Data collection refers to the acquisition of various types of structured, semi-structured (or called weakly structured) and unstructured massive data by means of RFID radio-frequency data, sensor data, social network interaction data and mobile Internet data. Data acquisition refers to various types of structured, semi-structured (or called weakly structured) and unstructured massive data obtained through RFID radio frequency data, sensor data, social network interaction data and mobile Internet data, which is the root of big data knowledge service model. The focus should be on breakthroughs in distributed high-speed and highly reliable data crawling or collection, high-speed data full image and other big data collection technologies; breakthroughs in high-speed data parsing, conversion and loading and other big data integration technologies; and the design of quality assessment models and the development of data quality technologies.
Big data storage and management should use memory to store the collected data, establish corresponding database, and manage and call. Focus on solving complex structured, semi-structured and unstructured big data management and processing technology. It mainly solves several key problems such as storable, representable, processable, reliable and effective transmission of big data. Develop reliable distributed file system (DFS), energy-efficiency optimized storage, computation into storage, big data de-redundancy, and efficient and low-cost big data storage technology; breakthrough in distributed non-relational big data management and processing technology, heterogeneous data data fusion technology, data organization technology, and big data modeling technology; breakthrough in big data indexing technology; breakthrough in big data movement, backup, and replication technology; develop big data visualization technology. ; develop big data visualization technology.

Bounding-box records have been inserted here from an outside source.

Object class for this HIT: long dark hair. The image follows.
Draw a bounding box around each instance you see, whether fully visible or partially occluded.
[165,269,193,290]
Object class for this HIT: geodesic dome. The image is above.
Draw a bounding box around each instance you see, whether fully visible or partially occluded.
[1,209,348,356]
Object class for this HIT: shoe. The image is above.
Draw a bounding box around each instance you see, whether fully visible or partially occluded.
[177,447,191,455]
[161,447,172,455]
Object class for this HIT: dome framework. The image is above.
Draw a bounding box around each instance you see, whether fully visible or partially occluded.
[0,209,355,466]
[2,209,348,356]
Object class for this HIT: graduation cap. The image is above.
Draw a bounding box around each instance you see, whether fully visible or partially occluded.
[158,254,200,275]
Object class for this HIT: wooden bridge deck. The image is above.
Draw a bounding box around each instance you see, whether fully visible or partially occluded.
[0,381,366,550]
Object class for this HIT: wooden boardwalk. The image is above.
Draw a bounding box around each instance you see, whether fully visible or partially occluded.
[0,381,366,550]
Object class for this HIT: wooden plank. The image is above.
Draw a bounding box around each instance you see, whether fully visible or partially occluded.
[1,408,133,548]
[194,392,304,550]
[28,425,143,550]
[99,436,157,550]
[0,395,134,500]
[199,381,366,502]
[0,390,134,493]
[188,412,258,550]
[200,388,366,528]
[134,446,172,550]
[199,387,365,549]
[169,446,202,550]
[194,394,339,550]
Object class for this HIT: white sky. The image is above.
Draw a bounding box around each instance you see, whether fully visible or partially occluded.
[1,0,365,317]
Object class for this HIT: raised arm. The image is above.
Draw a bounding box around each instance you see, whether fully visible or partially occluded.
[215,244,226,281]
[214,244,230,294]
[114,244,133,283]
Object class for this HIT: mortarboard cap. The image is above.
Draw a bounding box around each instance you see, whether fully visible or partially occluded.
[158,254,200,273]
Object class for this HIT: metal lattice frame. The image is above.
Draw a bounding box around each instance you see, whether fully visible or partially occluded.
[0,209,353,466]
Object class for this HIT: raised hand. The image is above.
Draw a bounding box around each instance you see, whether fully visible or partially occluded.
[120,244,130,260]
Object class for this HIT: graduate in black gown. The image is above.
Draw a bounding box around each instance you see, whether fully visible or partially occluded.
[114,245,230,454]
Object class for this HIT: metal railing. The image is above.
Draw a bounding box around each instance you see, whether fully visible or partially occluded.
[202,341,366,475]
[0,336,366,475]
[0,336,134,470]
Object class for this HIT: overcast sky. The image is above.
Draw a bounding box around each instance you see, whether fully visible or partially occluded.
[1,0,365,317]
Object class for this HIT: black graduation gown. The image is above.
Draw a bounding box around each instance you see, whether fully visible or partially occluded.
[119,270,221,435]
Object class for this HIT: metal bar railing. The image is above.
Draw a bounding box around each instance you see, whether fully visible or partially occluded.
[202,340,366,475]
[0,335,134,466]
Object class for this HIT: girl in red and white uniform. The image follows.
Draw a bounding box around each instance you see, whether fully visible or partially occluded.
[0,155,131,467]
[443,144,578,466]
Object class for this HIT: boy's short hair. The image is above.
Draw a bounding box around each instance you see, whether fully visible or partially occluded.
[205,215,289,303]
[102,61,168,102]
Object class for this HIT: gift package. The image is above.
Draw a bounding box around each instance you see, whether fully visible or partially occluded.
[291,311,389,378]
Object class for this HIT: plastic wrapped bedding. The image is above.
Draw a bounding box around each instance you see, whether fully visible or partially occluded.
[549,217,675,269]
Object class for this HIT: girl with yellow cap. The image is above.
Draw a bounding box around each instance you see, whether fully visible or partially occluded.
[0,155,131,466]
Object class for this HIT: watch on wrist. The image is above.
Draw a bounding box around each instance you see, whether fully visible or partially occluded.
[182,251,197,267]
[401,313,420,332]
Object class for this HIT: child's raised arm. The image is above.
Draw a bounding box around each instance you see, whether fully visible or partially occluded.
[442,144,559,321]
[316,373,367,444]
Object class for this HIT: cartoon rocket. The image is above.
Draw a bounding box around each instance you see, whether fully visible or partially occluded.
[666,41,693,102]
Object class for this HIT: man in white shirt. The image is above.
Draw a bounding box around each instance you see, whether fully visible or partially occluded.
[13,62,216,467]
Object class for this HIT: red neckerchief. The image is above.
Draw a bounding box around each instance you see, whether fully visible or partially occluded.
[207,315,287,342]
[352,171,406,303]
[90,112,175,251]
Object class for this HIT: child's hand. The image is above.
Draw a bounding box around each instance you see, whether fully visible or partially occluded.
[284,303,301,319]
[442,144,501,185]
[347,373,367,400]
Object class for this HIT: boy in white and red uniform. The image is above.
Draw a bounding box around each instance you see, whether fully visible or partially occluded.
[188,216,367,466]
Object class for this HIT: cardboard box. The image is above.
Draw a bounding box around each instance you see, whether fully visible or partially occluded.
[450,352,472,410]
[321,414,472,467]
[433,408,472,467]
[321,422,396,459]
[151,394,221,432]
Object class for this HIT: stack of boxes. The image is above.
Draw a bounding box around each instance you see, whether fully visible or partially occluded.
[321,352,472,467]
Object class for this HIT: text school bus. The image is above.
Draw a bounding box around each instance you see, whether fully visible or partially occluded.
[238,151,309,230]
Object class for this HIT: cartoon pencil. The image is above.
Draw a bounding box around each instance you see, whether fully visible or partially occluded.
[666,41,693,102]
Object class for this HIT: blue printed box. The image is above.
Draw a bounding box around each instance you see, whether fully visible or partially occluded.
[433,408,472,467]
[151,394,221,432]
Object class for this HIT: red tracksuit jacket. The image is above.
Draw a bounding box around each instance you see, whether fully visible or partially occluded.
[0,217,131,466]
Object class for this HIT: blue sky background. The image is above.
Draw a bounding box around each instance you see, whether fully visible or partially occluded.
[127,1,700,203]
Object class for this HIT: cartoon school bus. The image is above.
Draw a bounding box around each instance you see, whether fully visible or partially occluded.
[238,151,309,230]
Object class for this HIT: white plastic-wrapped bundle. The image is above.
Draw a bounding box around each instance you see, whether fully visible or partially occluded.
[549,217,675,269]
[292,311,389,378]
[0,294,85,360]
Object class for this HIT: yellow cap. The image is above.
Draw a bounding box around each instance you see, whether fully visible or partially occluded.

Big data analysis technology. Improve existing data mining and machine learning technologies; develop new data mining technologies such as data network mining, specific group mining, graph mining; breakthroughs in object-based data connectivity, similarity connectivity and other big data fusion technologies; breakthroughs in user interest analysis, network behavioral analysis, emotional semantic analysis and other domain-oriented big data mining technologies.
Big data technology can dig out the information and knowledge hidden in the massive data and provide the basis for human socio-economic activities, thus improving the operational efficiency of various fields and greatly increasing the degree of intensification of the entire socio-economy.